In the small US town of Lithia, a group of girls run in the cross-country team for their local high school. July Fielding – not the fastest runner, but one of the mainstays – narrates this wonderfully eerie, surrealist story of teenage isolation. The team has a Friday run to Falls Creek, where the extra challenge is the jump from the cliff into the creek. This jump is central to the storyline.
July is walking back from the water when she realises all the townspeople have disappeared. She is mystifyingly alone. There’s no one around – no friends, no family. The school’s marquee display then shows, ‘GET TH3M BACK’ (there’s only one ‘E’ in the notice board box). She wishes she had her cat, Yolo, with her, and he wanders back into her life. Could she just wish for the others?

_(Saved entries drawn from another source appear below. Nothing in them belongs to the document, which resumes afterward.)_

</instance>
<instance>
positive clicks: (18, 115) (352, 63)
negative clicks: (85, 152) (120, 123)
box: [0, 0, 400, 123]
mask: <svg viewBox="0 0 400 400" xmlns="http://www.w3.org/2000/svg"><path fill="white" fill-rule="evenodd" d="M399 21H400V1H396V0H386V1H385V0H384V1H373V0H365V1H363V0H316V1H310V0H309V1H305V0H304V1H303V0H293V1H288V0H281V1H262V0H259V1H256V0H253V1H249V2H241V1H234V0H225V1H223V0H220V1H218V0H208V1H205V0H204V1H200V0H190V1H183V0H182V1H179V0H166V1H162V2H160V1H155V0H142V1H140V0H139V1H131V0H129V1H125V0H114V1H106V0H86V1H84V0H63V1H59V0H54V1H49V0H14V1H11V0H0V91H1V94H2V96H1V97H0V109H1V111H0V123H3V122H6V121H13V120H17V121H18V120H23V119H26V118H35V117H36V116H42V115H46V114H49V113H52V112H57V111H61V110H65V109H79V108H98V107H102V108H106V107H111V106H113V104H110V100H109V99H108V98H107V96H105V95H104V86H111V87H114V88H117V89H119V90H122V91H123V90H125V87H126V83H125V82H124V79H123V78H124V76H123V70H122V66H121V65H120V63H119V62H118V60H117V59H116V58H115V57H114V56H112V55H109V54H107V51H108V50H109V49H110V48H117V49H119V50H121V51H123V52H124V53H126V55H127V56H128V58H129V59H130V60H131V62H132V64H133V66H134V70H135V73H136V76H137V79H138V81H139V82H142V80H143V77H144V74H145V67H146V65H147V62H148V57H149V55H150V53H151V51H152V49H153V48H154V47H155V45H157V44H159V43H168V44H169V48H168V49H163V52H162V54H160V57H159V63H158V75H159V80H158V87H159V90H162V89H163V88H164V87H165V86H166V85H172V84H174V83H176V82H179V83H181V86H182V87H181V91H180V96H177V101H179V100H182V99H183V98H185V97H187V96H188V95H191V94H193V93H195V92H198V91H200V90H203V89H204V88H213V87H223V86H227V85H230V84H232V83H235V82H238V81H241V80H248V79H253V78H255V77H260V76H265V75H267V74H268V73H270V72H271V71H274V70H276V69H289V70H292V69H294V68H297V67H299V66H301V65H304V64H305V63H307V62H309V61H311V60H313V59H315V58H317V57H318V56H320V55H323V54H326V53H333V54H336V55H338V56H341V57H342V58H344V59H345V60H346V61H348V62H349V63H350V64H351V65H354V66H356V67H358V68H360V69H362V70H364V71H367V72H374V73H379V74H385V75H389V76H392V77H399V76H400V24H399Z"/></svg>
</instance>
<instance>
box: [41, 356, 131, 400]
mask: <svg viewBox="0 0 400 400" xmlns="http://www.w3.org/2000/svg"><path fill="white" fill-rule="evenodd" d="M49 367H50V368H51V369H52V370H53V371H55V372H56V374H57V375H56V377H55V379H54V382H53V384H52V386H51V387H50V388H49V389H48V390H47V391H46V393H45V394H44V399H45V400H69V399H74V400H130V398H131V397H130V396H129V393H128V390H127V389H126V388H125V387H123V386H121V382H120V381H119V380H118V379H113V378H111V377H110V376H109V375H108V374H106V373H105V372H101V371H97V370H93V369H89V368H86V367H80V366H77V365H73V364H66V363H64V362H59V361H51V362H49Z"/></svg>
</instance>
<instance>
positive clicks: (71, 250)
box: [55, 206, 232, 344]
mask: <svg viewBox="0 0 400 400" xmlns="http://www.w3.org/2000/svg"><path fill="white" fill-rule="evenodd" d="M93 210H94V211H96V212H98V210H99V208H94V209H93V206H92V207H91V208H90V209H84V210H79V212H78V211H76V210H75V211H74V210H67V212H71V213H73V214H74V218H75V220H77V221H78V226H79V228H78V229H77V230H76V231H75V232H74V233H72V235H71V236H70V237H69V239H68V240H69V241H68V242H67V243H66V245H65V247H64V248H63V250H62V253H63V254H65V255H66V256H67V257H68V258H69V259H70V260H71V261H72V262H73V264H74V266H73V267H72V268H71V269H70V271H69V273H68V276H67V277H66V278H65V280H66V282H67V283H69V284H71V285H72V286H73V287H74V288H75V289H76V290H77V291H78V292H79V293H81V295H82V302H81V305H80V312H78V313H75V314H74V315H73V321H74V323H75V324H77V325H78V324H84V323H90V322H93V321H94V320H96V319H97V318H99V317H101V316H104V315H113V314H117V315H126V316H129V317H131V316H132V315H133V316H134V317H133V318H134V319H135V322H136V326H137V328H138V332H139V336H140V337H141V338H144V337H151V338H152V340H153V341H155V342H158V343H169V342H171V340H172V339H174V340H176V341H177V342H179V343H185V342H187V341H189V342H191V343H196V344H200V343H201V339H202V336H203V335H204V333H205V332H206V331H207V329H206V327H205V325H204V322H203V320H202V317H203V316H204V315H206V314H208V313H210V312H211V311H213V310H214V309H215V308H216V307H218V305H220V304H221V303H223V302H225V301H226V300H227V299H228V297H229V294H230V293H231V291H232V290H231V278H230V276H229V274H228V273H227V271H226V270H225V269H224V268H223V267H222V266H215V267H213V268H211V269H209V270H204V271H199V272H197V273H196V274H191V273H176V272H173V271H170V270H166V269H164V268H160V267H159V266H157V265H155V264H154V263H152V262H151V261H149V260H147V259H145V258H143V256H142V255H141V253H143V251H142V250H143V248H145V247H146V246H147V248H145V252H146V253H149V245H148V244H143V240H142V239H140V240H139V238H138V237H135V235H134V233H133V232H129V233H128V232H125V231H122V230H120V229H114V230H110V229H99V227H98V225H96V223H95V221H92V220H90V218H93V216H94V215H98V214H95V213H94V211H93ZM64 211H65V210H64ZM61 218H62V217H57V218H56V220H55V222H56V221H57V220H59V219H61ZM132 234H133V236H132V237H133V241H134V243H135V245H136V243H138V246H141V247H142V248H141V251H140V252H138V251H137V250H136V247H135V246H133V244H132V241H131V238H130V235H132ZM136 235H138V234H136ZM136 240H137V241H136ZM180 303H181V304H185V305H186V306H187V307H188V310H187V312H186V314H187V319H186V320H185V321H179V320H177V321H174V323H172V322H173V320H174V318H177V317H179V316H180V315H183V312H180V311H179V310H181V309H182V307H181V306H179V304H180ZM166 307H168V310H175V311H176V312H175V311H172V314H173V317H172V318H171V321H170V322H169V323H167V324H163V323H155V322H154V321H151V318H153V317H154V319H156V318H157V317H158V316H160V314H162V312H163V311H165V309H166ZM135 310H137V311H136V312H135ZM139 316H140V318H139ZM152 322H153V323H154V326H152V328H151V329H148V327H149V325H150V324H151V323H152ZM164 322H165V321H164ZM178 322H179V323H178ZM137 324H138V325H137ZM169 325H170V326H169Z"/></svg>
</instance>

The narrative is in prose, but some chapters read as poetry. She feels there’s a person directing her, but they’re elusive: ‘flickering like a candle, like stars behind clouds’. Clues as to July’s isolation are drip-fed to the reader in short alternating chapters relating to both the present and the previous summer, along with a transcript of July’s session with her therapist. The clues feel like bricks to be laid by the reader with no idea of what the final shape of the building will be. Items associated with her friends and family appear, directing her to different locations. She eventually realises that the jump is where she will find the answers.
Condie’s writing is crystal clear in The Only Girl in Town. July needs to find the others in her life but, more importantly, she needs to find herself. Only then will life return to normal.